For the Prime Minister, it was argued, in essence, that the prorogation of Parliament is an act which falls within the scope of the Prerogative (acts formerly taken by the monarch in person, now taken by Ministers). As an essentially political decision, it should not be capable of review by a court – in the technical language it was not ‘justiciable’.

The Supreme Court – sitting with 11 justices – ruled unanimously that it was possible for the courts to judicially review the exercise of prerogative power – to determine whether such exercise fell within the accepted boundaries for the use of such powers. In short, the review of the power to prorogue was a justiciable matter.

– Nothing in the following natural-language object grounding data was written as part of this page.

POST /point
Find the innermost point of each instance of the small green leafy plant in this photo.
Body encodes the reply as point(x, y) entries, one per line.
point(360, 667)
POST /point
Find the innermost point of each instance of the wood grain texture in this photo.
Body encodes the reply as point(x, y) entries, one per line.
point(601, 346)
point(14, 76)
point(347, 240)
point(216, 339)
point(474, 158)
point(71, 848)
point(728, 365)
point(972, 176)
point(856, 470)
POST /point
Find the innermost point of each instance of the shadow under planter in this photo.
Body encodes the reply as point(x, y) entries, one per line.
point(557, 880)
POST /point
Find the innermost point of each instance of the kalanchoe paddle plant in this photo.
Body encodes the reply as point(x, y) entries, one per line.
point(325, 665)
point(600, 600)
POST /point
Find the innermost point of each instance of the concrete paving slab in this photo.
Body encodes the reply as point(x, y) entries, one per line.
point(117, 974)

That alone did not mean that the Government had acted unlawfully. Prorogation is an important part of the Parliamentary calendar.  It brings one Parliamentary session to a close. Ministers then prepare a Queen’s Speech which sets out the Government’s legislative priorities for the coming 12 months. Members of the Supreme Court accepted that a prorogation for a short period was necessary, even though Parliament could not function during that period.

However, the justices accepted evidence (including evidence from the former Prime Minister Sir John Major) that in recent years prorogations tended to be for between 4 and 6 days.  That was the average amount of time needed to sort out the Queen’s Speech.

The key point about a prorogation is that it brings all the work that can be carried on in Parliament to a complete standstill. No Committees can work, no Parliamentary Questions can be answered. Prorogation is distinct from recess when Parliament does not sit (e.g. in holiday periods) but other Parliamentary business does continue.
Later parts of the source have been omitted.